From the Guidelines
During cardiopulmonary bypass (CPB), the activated clotting time (ACT) should be maintained above 250 seconds, as this threshold has been shown to be safe and effective in patients undergoing CABG with heparin-coated circuits 1. The traditional target ACT of >480 seconds during CPB has been challenged in numerous clinical studies, suggesting that a lower threshold may be sufficient in certain contexts.
- The use of heparin-coated circuits has been shown to reduce the risk of thromboembolic events and clotting incidents, even at lower ACT levels 1.
- A large cohort study from two centers reported that a target ACT between 250 and 300 seconds was safe and effective in patients undergoing CABG with heparin-coated circuits 1.
- A small randomized controlled trial (RCT) also demonstrated the clinical safety of an ACT below 300 seconds in CABG procedures using MiECC 1. However, it is essential to note that the required safe ACT depends on the specifics of the circuits used, and further research is warranted to fully understand the relationship between ACT and CPB outcomes 1. In contrast, a more recent study proposed a standardized definition of heparin resistance in adult cardiac surgery, suggesting that an ACT target of 480 seconds or more after 500 U/kg of heparin should be used to guide clinical management 1.
- However, this study did not provide new evidence on the optimal ACT target during CPB, and its recommendations are based on a review of existing literature rather than new clinical data. Therefore, based on the most recent and highest-quality evidence, maintaining an ACT above 250 seconds during CPB appears to be a safe and effective strategy in patients undergoing CABG with heparin-coated circuits 1.
From the FDA Drug Label
Patients undergoing total body perfusion for open-heart surgery should receive an initial dose of not less than 150 units of heparin sodium per kilogram of body weight. Frequently, a dose of 300 units per kilogram is used for procedures estimated to last less than 60 minutes, or 400 units per kilogram for those estimated to last longer than 60 minutes.
The value to act on during cardiopulmonary bypass is to maintain an activated clotting time (ACT), although the exact target value is not specified in the label. However, the label does provide guidance on the initial dose of heparin sodium per kilogram of body weight for patients undergoing total body perfusion for open-heart surgery.
- Initial dose: not less than 150 units of heparin sodium per kilogram of body weight
- Dose for procedures less than 60 minutes: 300 units per kilogram
- Dose for procedures more than 60 minutes: 400 units per kilogram 2
From the Research
Activated Clotting Time Monitoring During Cardiopulmonary Bypass
- The activated clotting time (ACT) is a crucial parameter to monitor during cardiopulmonary bypass (CPB) to ensure adequate anticoagulation 3, 4.
- A study published in 2004 found that an ACT of > 350 seconds at 5 min after heparin administration is sufficient to ensure adequate anticoagulation during hypothermic CPB, and subsequent monitoring is not necessary 3.
- However, another study published in 1994 found that ACT measurements do not correlate well with plasma heparin concentration during CPB, and whole blood heparin concentration measurements may be a better indicator of anticoagulation 5.

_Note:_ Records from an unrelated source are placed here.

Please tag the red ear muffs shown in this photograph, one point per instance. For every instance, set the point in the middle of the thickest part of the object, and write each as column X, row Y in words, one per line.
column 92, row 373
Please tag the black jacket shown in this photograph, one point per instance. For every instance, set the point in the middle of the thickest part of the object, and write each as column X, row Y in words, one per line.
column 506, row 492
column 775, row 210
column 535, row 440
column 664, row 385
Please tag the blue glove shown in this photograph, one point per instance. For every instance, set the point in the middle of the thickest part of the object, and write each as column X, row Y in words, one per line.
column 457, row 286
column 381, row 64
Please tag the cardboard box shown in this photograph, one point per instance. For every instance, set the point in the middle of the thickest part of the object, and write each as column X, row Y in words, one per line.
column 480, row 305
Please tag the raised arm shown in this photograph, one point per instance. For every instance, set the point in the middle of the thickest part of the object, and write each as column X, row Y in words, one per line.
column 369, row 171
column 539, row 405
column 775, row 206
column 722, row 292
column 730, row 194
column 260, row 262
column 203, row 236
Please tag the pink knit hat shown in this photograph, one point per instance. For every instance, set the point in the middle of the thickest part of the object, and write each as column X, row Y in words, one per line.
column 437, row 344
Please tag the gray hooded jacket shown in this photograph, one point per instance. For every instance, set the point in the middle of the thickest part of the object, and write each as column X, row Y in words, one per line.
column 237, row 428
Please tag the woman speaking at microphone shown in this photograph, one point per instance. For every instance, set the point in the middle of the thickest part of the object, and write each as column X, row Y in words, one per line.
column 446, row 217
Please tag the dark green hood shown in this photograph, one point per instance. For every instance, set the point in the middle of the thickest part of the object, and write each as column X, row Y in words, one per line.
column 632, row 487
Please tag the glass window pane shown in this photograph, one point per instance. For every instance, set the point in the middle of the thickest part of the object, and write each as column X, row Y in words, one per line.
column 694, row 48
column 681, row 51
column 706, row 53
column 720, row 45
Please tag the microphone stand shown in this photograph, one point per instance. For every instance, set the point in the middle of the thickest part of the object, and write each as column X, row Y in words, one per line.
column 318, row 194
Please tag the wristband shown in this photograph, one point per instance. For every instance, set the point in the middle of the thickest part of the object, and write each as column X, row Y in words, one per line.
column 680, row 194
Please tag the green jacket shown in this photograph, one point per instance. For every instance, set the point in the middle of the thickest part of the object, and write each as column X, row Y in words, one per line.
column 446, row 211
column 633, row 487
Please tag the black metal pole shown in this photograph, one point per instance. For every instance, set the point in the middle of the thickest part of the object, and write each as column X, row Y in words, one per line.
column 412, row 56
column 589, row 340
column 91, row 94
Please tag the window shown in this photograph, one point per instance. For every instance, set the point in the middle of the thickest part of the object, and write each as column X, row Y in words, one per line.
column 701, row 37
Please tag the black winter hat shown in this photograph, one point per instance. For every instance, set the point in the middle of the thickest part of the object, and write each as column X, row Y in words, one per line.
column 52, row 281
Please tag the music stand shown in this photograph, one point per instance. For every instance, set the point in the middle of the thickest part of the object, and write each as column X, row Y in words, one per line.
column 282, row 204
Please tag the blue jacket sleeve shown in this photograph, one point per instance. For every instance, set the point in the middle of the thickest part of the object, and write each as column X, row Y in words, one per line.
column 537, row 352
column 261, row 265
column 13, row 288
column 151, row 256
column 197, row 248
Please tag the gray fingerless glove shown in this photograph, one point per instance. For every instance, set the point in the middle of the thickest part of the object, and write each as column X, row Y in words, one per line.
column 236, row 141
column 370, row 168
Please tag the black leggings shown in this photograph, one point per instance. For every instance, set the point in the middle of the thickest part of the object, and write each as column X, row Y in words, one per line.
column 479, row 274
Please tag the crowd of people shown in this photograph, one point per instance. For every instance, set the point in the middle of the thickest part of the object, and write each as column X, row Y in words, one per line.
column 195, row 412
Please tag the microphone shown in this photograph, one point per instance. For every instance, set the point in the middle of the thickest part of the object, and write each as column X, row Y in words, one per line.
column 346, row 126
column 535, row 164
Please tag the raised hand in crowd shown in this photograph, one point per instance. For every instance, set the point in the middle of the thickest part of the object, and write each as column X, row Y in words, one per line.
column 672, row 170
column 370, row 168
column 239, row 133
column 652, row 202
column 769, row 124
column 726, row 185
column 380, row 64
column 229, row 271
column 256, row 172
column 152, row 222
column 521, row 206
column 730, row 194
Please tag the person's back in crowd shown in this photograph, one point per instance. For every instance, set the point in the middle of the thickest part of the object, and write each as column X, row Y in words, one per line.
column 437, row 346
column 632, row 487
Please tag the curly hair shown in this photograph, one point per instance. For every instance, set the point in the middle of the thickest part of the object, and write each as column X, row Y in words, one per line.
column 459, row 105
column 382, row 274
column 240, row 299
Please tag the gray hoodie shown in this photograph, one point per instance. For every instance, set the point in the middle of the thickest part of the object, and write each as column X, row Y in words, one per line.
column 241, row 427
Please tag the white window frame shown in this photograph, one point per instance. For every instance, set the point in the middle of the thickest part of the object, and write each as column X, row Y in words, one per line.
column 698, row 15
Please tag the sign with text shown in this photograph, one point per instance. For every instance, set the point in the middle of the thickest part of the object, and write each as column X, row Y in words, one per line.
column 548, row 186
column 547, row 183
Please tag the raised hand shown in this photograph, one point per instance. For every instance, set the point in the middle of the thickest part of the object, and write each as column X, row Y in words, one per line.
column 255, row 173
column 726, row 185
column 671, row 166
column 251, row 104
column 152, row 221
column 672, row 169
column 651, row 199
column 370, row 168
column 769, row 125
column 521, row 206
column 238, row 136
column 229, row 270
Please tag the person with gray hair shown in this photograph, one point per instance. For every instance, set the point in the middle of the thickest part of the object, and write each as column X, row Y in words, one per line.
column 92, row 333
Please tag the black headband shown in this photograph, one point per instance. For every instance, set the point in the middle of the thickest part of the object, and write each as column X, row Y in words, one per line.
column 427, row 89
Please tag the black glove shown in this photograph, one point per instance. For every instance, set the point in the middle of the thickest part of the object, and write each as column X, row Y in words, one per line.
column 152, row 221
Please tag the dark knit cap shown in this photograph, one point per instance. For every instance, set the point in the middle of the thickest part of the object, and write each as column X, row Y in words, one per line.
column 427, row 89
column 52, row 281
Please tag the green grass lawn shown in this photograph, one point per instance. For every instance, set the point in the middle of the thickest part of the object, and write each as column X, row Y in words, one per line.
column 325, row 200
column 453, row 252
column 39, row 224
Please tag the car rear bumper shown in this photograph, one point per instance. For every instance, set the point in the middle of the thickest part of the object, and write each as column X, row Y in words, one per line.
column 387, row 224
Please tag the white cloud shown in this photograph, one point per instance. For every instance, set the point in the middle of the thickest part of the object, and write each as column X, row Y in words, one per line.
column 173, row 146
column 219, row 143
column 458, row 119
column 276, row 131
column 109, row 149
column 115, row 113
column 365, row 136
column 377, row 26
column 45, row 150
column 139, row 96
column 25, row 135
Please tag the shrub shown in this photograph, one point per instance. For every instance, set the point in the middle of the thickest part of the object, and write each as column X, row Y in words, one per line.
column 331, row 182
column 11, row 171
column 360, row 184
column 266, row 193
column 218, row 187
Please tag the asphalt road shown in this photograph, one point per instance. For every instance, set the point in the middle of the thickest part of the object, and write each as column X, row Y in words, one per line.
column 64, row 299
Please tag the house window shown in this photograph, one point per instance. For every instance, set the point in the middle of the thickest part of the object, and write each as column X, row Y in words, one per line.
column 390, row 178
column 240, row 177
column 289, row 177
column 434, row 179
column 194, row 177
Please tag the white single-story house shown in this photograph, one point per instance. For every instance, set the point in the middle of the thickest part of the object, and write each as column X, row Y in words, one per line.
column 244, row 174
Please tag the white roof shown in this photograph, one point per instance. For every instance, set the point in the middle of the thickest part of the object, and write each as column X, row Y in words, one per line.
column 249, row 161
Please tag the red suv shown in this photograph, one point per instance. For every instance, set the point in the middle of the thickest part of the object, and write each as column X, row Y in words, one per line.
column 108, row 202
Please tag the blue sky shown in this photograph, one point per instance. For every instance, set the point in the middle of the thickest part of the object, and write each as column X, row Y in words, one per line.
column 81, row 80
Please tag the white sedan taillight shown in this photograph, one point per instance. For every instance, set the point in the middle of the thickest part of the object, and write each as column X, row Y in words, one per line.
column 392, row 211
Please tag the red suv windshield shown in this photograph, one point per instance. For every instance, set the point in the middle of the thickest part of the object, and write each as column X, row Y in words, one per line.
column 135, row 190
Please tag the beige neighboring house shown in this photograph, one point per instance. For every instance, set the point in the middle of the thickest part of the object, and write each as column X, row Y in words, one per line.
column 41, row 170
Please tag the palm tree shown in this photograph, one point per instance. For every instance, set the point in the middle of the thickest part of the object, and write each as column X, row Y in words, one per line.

- The choice of ACT measurement method can also affect the results, with different methods (e.g. celite, kaolin, and MAX-ACT) showing varying degrees of correlation with each other and with plasma heparin concentration 6.
Factors Affecting Activated Clotting Time Measurements
- Temperature: Hypothermia can increase ACT measurements, while normothermia can decrease them 6.
- Aprotinin: The presence of aprotinin can prolong C-ACT measurements, but not MAX-ACT or K-ACT measurements 6.
- Hematocrit: Reduced hematocrit can affect ACT measurements, particularly during CPB 5.
Heparin Dosing and Monitoring
- The initial heparin dose and subsequent monitoring can affect the risk of thrombosis and bleeding during CPB 4, 7.
- A study published in 1990 found that higher heparin doses and concentrations during CPB can increase the risk of postoperative bleeding 7.
- The use of whole blood heparin concentration measurements may be a better indicator of anticoagulation than ACT measurements during CPB 5, 7.